After having worked with Institutions and galleries for some time, I wanted to step back into doing work in alternative spaces. By this point, I had seen various 'blockbuster' videogame exhibitions, and had been wondering about what was missing from these exhibitions. Generally the history of gaming culture, both how its written about and exhibited, draws from a very sort of vernacular understanding of videogames. That is to say, it's representative only of an industrial history: the 'great men' who made the industry what it is, a timeline of technological innovation (from the primitive to the advanced), and the circulation of global capital through evergreen IPs such as Mario, Sonic, Pokemon, etc.
Thinking about these as articulations of sanctioned histories of gaming, I thought about the myriad of illegal hacks, mods and bootlegs that have been produced, many of which have circulated as another form of 'underground' global digital culture. Sometimes these bootlegs have physical form and have been manufactured as game cartridges or discs, sometimes they are circulated online as ROM and ISO files. Sometimes they are made by fans themselves, rather than digital pirates looking for profit. All of this, plus a myriad of urban myths, proliferate in gaming culture. So, why are they not represented as part of these histories?
What began as a tumblr blog, turned into a duo of exhibitions in 2013. Given the ephemeral nature of much of the material I wanted to exhibit, I chose to show most of the works on hacked handheld gaming devices such as Playstation Portables, and Nintendo DS'. I was then that I decided that the Ghost Arcade must also be portable: all of the equipment needed to stage the exhibition would need to fit into a suitcase. All display tech (shelving, tables, etc) would come from the space I was exhibiting in. In this way, I also gave the exhibitions a sort of site specificity, something that global, touring exhibitions rarely accomplish. The first edition of the Ghost Arcade (June 2013) was held in London Ontario, on the 3rd floor of City Lights Books. Basically Tyler Smith (the store's manager) and I cleared out what was a storage area for old shelving and converted it into an ad hoc exhibition space over a couple of days. Using old shelving, milk crates and even and old door, I built up the displays. The room had no windows and was raw, with exposed brick walls.
The second edition of the Ghost Arcade happened at Canzine, in Toronto, Canada (October 2013). Canzine is Canada's largest zine and DIY arts festival. The room they had give me, felt like an old playroom I had in my family basement as a child. I used the tables in the space, turned out the lights, and even used masking tape to affix small portable monitors to the walls. I wanted it to feel raw and childlike.
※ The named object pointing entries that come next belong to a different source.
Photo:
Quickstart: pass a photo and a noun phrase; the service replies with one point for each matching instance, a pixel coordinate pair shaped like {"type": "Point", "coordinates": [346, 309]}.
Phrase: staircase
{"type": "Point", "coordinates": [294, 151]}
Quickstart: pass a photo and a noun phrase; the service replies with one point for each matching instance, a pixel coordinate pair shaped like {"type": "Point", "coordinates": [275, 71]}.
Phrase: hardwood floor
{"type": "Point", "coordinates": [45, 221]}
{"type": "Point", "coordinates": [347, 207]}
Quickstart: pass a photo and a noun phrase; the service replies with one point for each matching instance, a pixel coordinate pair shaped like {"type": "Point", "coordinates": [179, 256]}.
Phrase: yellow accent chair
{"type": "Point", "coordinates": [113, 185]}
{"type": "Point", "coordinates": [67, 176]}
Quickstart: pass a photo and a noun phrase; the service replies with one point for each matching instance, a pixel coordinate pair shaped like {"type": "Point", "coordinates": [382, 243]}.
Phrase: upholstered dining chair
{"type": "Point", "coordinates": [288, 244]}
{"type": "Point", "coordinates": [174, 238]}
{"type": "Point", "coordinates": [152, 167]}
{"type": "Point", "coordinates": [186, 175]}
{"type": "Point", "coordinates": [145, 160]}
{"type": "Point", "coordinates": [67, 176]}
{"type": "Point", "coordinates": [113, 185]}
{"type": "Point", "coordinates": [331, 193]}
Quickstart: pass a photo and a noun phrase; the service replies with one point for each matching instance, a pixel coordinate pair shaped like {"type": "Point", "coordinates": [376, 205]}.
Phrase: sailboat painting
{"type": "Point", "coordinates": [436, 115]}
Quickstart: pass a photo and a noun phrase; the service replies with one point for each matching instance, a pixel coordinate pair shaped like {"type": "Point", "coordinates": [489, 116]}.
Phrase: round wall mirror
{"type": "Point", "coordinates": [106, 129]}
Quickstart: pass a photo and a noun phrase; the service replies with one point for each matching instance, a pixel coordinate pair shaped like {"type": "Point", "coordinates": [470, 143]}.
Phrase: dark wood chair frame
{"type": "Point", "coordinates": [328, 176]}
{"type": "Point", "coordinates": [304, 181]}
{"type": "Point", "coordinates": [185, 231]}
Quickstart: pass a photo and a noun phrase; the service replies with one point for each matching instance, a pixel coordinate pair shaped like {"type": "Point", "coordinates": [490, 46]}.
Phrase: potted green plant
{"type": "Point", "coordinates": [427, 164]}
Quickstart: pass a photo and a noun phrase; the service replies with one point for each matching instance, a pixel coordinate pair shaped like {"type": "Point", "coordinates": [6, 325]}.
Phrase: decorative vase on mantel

Each version of the Ghost Arcade featured a different set of bootlegged games, hacks, modifications. While traditionally I would list them here, I feel like the nature of this project resists that kind of archival, documentation form. Each articluation of this project was iterative and unique. And future editions will also be so. I have retired the blog for the time being and am working towards a new version of this exhibition as part of my dissertation work at Concordia University. More information forthcoming.